Valbert - Ein abwechslungsreiches Programm mit befreundeten Gesangformationen und Kaffee und Kuchen sorgten am Samstag im Feuerwehrgerätehaus Valbert für vielfältigen Genuss. Erneut hatte der Chor „Westfalia“ Valbert zum offenen Singen eingeladen – und etwa 100 Besucher folgten dieser Einladung gerne.

Trotz einiger Entfernung sowohl von der Lister als auch von der Ihne, traf gleich das zweite Lied nach der Begrüßung durch Detlef Storp den Geschmack des Publikums: „Down by the Riverside“ war eines der vielen Stücke, die Chorleiterin Astrid Hewitt-Höller ausgesucht hatte und die für ein buntes Programm sorgten – dazu trugen auch die von ihr ebenfalls geleiteten Gastchöre bei. Zu denen zählten der Gemischte Chor Werdohl, die Männerchöre Ohle und Werdohl und das Jazz Ensemble „Just about seven“ der Musikschule Lüdenscheid. 

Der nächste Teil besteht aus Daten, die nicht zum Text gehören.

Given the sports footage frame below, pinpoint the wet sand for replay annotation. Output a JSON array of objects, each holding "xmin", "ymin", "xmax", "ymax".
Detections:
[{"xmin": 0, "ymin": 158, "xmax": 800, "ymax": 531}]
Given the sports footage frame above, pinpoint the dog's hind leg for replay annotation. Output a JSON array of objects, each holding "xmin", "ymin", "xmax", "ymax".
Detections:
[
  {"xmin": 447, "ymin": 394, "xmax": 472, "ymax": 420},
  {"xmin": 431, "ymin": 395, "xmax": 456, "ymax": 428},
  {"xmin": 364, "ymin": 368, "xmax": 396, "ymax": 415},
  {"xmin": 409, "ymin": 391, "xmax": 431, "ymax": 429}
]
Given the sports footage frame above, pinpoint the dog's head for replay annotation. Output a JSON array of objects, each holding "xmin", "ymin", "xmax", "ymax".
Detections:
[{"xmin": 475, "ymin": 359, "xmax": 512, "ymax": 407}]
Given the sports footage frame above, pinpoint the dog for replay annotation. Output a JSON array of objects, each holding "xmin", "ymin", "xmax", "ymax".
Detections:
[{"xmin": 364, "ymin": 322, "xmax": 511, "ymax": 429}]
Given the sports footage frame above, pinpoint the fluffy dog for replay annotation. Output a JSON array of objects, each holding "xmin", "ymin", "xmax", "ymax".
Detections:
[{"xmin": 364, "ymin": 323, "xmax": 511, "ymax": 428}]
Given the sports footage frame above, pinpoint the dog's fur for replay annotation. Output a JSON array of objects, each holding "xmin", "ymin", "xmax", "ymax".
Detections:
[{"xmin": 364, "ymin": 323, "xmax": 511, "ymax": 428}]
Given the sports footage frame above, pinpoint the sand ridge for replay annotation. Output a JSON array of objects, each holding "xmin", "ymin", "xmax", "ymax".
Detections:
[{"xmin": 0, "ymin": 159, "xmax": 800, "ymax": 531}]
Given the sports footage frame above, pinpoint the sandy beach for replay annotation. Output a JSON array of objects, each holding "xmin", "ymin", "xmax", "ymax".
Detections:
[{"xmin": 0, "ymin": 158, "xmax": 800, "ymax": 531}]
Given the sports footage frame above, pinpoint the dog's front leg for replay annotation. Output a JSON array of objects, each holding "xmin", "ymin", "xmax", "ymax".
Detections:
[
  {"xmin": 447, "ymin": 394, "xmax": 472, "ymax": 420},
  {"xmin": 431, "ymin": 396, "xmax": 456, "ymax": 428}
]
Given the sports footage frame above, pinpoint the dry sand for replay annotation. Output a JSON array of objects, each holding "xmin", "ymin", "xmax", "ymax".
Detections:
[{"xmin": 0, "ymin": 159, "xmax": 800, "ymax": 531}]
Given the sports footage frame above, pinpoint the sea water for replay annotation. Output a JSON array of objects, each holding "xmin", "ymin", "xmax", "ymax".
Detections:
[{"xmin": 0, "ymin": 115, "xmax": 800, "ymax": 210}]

Das wiederum hatte einen besonderen Grund, wieder in Valbert aufzutreten: Denn an gleicher Stelle und vor einem Jahr wurde die Band gegründet. Für eine Erinnerung an diesen Tag sorgte die Band dann auch durch ihre Darbietung des Klassikers „When the Saints go marching in“. 

Nach gut zwei Stunden mit viel klassischer und moderner Chormusik hieß es dann, ein Ende für die Veranstaltung zu finden. Und dabei half dann wieder die seit Langem bewährte Tradition, ein gemeinsames Schlusslied anzustimmen. Wie in den vergangenen Jahren war das wieder „Kein schöner Land in dieser Zeit“.